Having a sick child is every parent’s anxiety trigger, but many parents do not know that a young one’s illness can include additional concern — that extra worry can manifest when parents make mistakes in measuring the medication they give to their kids.
A new study suggests that using a syringe instead of a spoon or a cup could help moms and dads avoid medicinal overdoses, writes CNN’s Susan Scutti.
“When parents used dosing cups, they had four times the odds of making a dosing error, compared to when they used an oral syringe,” said Dr. Shonna Yin, an associate professor at NYU Medical School and a co-author of the study, published today in the journal Pediatrics.
Usually, pain relievers and other medications made specifically for children are manufactured in liquid form. This fact means that accuracy is essential, and, for that reason, syringes are considered more reliable. Still, other variables can cause parental confusion and concern as well.
There is no standardization in the areas of packaging, dosing instructions, and labeling of children’s drugs.
“A range of measurement units (eg, milliliter, teaspoon, tablespoon), along with their associated abbreviations, are used as part of instructions on labels and dosing tools, contributing to confusion and multifold errors,” wrote Yin and her co-authors.
As other studies have also found, the health literacy of the parent can result in a greater risk for making mistakes in dosing. For parents who speak another language, the instructions can be a challenge to understand.
Measuring units can also be confusing when the tools for administering the medicine are divided into teaspoons, milliliters, or ounces. The study team advises parents to make this one change: use only syringes for every medication.
The scientists conducted their research at pediatric outpatient clinics in New York, Stanford, California, and Atlanta. Participants included 2,110 caregivers of youngsters 8-years-old and younger.

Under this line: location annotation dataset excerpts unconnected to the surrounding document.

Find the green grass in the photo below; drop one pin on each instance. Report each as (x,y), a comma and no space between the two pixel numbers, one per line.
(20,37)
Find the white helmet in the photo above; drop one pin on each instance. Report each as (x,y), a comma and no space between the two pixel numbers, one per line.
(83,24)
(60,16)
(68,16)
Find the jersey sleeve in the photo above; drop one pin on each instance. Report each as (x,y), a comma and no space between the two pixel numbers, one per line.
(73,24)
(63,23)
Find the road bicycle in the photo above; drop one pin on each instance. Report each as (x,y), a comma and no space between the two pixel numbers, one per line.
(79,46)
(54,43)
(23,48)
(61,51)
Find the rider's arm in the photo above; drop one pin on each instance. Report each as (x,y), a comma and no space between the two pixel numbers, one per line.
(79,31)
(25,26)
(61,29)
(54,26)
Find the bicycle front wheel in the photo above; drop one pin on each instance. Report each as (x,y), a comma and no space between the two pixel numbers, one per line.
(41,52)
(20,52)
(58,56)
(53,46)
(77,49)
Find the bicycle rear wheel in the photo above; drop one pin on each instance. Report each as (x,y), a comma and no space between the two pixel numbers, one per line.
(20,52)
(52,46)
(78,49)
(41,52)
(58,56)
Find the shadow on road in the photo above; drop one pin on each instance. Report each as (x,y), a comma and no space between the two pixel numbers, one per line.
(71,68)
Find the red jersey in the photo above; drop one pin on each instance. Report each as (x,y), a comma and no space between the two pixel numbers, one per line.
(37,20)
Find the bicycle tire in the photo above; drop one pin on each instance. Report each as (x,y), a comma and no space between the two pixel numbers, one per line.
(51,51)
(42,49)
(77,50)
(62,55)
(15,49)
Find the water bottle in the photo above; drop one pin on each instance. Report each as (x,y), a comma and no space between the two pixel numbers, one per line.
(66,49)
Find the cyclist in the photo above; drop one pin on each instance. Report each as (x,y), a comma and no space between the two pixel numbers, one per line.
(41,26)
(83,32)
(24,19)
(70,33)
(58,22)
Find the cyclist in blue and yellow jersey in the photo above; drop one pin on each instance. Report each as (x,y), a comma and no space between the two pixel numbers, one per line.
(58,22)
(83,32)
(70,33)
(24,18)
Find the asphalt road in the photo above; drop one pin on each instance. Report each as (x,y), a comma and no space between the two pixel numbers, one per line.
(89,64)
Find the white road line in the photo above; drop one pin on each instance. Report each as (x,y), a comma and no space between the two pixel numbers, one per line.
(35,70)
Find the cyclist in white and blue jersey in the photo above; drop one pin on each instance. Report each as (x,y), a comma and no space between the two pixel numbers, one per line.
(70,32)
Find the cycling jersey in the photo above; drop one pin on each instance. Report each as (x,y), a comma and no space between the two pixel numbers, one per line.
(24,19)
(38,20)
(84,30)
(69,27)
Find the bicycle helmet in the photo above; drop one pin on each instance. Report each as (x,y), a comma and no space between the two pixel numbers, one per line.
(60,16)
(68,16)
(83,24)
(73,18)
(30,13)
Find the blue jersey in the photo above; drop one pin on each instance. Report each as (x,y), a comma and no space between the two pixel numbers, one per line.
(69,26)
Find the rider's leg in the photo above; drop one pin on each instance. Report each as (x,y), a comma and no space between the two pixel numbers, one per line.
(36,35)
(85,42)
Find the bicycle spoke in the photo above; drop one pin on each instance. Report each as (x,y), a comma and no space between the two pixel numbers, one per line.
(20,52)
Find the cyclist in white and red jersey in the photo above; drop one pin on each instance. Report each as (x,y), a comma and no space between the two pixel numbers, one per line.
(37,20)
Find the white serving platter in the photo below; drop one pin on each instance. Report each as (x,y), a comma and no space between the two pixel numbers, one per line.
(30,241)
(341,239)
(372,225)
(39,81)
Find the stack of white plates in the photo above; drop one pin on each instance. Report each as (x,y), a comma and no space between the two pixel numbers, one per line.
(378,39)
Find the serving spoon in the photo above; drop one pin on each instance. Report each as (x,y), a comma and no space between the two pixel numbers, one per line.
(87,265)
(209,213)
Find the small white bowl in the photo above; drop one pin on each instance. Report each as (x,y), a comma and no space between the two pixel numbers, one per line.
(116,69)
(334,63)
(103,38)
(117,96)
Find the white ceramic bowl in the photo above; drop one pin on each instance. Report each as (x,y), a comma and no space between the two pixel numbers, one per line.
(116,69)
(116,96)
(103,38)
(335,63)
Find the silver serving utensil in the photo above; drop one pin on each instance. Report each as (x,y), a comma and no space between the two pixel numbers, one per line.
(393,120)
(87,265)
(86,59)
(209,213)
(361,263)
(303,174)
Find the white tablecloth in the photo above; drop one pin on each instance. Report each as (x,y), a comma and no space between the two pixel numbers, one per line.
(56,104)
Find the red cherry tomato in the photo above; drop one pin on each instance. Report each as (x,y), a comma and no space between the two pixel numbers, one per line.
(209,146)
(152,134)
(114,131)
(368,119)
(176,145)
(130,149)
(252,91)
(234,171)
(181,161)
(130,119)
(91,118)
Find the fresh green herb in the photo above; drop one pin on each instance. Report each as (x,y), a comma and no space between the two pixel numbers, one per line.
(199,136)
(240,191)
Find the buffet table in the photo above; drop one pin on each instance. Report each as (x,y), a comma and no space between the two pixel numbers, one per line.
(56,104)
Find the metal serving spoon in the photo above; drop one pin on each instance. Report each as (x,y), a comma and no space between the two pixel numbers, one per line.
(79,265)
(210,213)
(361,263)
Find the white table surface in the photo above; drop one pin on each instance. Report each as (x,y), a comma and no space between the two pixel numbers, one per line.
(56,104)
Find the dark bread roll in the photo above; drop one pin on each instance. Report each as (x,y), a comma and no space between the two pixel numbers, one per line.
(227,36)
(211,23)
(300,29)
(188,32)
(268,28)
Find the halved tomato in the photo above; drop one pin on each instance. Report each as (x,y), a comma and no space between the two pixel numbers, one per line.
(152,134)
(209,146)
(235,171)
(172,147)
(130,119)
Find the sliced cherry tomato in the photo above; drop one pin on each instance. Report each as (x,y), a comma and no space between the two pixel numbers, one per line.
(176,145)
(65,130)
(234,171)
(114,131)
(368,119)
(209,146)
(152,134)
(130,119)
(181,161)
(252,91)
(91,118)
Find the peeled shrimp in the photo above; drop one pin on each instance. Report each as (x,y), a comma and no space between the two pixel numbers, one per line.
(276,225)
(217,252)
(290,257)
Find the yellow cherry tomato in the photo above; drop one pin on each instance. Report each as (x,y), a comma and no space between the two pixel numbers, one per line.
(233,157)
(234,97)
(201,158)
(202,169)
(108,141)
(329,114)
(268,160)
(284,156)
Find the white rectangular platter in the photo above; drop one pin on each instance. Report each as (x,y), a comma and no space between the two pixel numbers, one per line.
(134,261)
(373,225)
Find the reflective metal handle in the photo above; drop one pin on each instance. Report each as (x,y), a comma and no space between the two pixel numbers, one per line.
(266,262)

The respondents were mostly mothers, 77% of whom had “low” to “marginal” health literacy. The health literacy rating was measured by asking participants to assess a nutrition label. Then, parents were given descriptions and dosing instruments and were instructed to measure nine doses using a variety of tools with differing increments.
Of the guardians, 84.4% made one or more mistakes in measuring. And among all parents, more errors resulted when caregivers were using cups than syringes, particularly when small doses were measured. Also, 68% of the subjects poured too much medicine.
Giving too much liquid medicine to a child is a dangerous mistake and can often be avoided through the use of syringes. There is also the danger of not giving young people enough of the medicine that has been prescribed to them, says Reuters.
The old-fashioned method of using a kitchen spoon to give children their medicine is no longer recommended. First, spoons measure inaccurately, and secondly ensuring that the complete dose of the medication goes into the mouth of the child is difficult when using a teaspoon.
Dr. Max Gomez of CBS New York informed his listeners that the amount of medicine prescribed to a small child is usually based on weight.
“With overdoses we worry that child will experience side effects, be harmed by that medication, and when meds are underdosed, we also worry that the child’s illness may not be effectively treated,” Dr. Yin said.
CBS News’ Dennis Thompson reports that the research team found over 20% of parents made at least one error that was over two times the dosage that was described on the drug’s label.
Dr. Blair Hammond, assistant professor of pediatrics at the Icahn School of Medicine at Mount Sinai in New York City, added that giving youngsters too little of their medicine is a problem, especially where antibiotics are concerned, which must be given at the correct amount over the exactly prescribed time table.
Parents can ask their pediatrician or pharmacist for an oral syringe, and they can mark the tool with tape or marker to make measuring more exact.